Im Beschwerdefall liegt dem Bundesfinanzgericht ein vom Sozialministeriumservice im Jahr 2017 ausgestellter Behindertenpass vor, der einen Grad der Behinderung von 70 % ab bescheinigt und die Zusatzeintragung hinsichtlich der Unzumutbarkeit der Benutzung öffentlicher Verkehrsmittel aufweist. Dass eine solche bereits vor dem Jahr 2017 vorgelegen ist, kann der Bescheinigung jedoch nicht entnommen werden.

Die Feststellung der Unzumutbarkeit der Benutzung öffentlicher Verkehrsmittel für einen vor dem Jahr 2017 liegenden Zeitraum kann aber weder durch das Finanzamt noch durch das Bundesfinanzgericht vorgenommen werden, da die zitierten gesetzlichen Bestimmungen das nicht zulassen und die rückwirkende Geltung durch das Sozialministeriumservice nicht festgestellt worden ist.
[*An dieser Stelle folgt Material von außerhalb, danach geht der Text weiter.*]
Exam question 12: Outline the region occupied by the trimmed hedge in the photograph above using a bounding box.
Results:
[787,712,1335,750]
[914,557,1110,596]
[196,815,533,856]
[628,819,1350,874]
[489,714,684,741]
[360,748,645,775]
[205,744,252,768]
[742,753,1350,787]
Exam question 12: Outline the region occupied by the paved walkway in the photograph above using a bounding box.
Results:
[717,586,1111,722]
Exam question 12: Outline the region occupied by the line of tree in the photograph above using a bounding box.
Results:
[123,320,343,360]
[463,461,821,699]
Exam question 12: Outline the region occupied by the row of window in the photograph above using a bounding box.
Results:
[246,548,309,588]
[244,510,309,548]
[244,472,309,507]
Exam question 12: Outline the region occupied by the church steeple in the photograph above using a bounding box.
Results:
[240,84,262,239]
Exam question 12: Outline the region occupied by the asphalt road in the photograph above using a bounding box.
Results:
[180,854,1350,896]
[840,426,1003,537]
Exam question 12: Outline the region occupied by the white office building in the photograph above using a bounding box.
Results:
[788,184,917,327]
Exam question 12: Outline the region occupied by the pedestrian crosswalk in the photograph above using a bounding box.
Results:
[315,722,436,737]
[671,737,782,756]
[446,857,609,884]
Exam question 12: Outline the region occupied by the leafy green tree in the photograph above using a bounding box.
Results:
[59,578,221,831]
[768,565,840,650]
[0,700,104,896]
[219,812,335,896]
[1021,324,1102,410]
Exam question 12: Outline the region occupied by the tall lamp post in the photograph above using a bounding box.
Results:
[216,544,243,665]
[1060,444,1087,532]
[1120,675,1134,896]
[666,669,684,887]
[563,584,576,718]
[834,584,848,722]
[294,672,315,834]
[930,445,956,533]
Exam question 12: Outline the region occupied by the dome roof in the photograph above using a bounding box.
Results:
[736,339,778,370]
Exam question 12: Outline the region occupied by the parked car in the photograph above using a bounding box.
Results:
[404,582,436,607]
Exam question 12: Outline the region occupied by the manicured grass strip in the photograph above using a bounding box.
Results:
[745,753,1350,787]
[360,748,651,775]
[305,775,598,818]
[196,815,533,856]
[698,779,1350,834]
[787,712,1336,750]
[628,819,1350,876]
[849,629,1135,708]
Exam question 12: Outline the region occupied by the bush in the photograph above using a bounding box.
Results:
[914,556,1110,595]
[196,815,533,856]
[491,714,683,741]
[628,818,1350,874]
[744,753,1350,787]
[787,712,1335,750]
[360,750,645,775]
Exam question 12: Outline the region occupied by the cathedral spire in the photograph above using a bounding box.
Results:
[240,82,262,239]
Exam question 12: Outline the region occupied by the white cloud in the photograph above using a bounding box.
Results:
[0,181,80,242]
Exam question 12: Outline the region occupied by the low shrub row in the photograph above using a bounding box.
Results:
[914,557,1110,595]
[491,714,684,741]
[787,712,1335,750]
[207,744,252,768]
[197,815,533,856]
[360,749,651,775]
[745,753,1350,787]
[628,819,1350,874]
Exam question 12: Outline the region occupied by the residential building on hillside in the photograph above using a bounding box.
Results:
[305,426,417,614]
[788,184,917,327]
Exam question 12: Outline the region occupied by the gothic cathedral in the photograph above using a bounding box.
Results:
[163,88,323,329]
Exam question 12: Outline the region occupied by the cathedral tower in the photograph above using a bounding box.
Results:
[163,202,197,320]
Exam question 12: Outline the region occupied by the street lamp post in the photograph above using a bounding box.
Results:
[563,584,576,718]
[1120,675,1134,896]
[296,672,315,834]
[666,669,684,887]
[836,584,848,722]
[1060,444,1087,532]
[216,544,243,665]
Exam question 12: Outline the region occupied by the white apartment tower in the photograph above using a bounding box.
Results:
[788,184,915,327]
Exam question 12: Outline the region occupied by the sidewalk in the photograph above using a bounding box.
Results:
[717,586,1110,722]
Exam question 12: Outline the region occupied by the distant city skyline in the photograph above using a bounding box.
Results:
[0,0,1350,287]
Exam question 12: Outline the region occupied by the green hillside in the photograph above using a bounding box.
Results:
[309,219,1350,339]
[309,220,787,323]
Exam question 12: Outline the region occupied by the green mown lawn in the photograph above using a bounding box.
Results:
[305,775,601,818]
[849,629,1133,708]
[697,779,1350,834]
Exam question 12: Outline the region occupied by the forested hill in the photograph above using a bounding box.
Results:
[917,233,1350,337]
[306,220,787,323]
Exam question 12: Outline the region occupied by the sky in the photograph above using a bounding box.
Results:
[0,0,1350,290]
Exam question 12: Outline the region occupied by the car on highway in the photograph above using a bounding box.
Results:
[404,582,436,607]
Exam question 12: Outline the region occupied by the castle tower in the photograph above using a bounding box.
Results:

Diesbezüglich ist zu bemerken, dass die ehem. Bf. vom Finanzamt wiederholt um Vorlage der gesetzlich für die Gewährung des beanspruchten Pauschbetrages erforderlichen Unterlagen ersucht wurde. Einen entsprechenden Nachweis hat die ehem. Bf. aber - trotz Aufforderung - nicht erbracht, weshalb eine Gewährung des Freibetrages gemäß § 3 der Verordnung nicht möglich ist (so auch ).
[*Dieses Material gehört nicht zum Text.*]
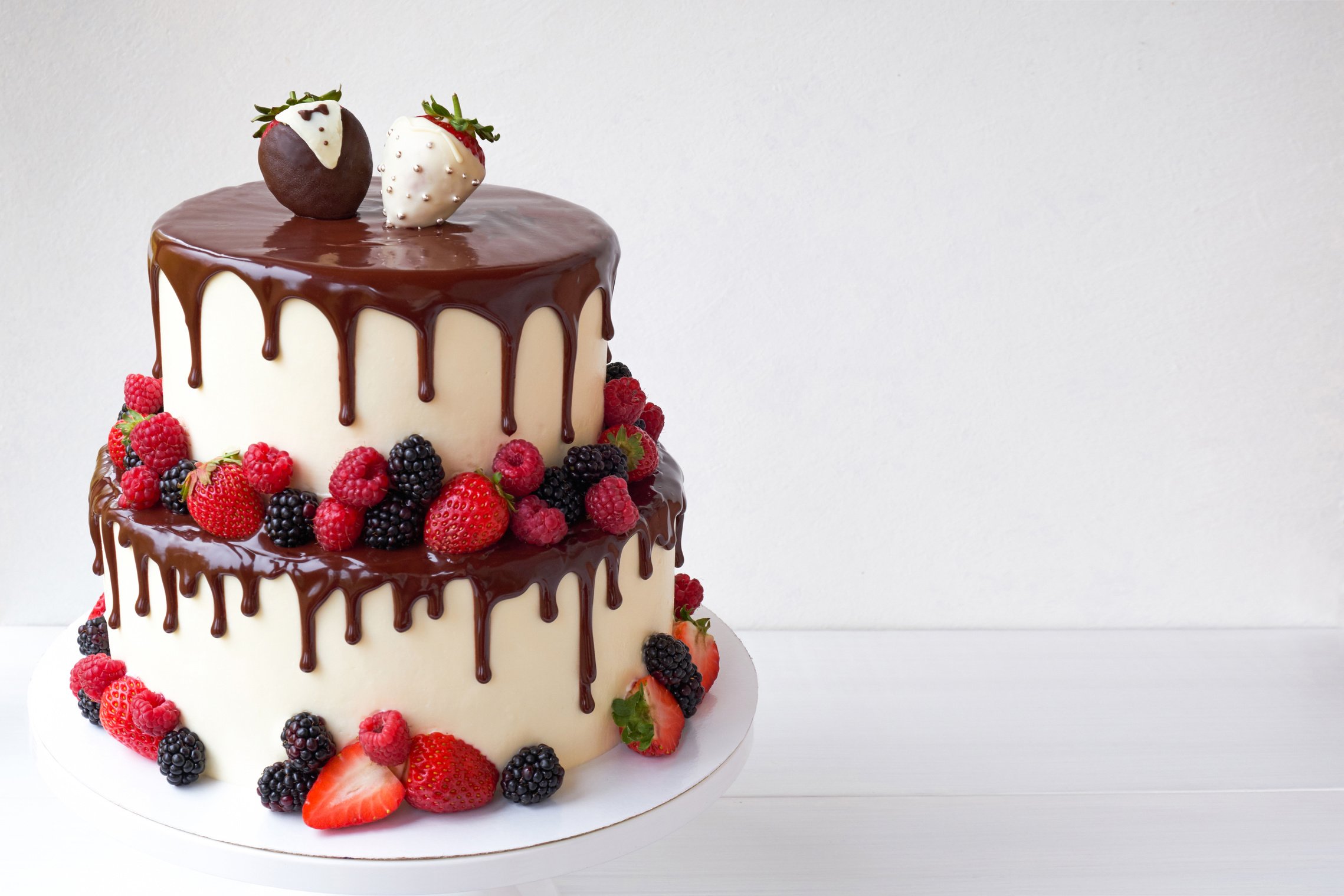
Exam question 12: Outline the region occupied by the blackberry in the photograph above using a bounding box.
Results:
[532,466,586,525]
[159,461,196,516]
[257,759,317,812]
[159,728,206,787]
[500,744,565,806]
[280,709,336,772]
[79,616,112,657]
[565,442,629,492]
[644,631,704,718]
[389,435,444,507]
[363,492,425,551]
[265,489,319,548]
[79,691,102,728]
Das Finanzamt hat daher für das Streitjahr den als außergewöhnliche Belastung vorgesehenen Freibetrag für das eigene Kraftfahrzeug wegen Behinderung mangels Vorlage einer in der Verordnung dafür vorgesehenen Bescheinigung zu Recht nicht gewährt.

Nichtzulässigkeit einer Revision

Gegen ein Erkenntnis des Bundesfinanzgerichtes ist die Revision zulässig, wenn sie von der Lösung einer Rechtsfrage abhängt, der grundsätzliche Bedeutung zukommt, insbesondere weil das Erkenntnis von der Rechtsprechung des Verwaltungsgerichtshofes abweicht, eine solche Rechtsprechung fehlt oder die zu lösende Rechtsfrage in der bisherigen Rechtsprechung des Verwaltungsgerichtshofes nicht einheitlich beantwortet wird.

Beim vorliegenden Sachverhalt ist für das BFG angesichts des klaren Wortlautes der maßgeblichen Bestimmung des § 35 EStG 1988 und jener der Verordnung über außergewöhnliche Belastungen keine Rechtsfrage von grundsätzlicher Bedeutung gegeben. Eine Revision ist daher nicht zulässig.

Es war somit spruchgemäß zu entscheiden.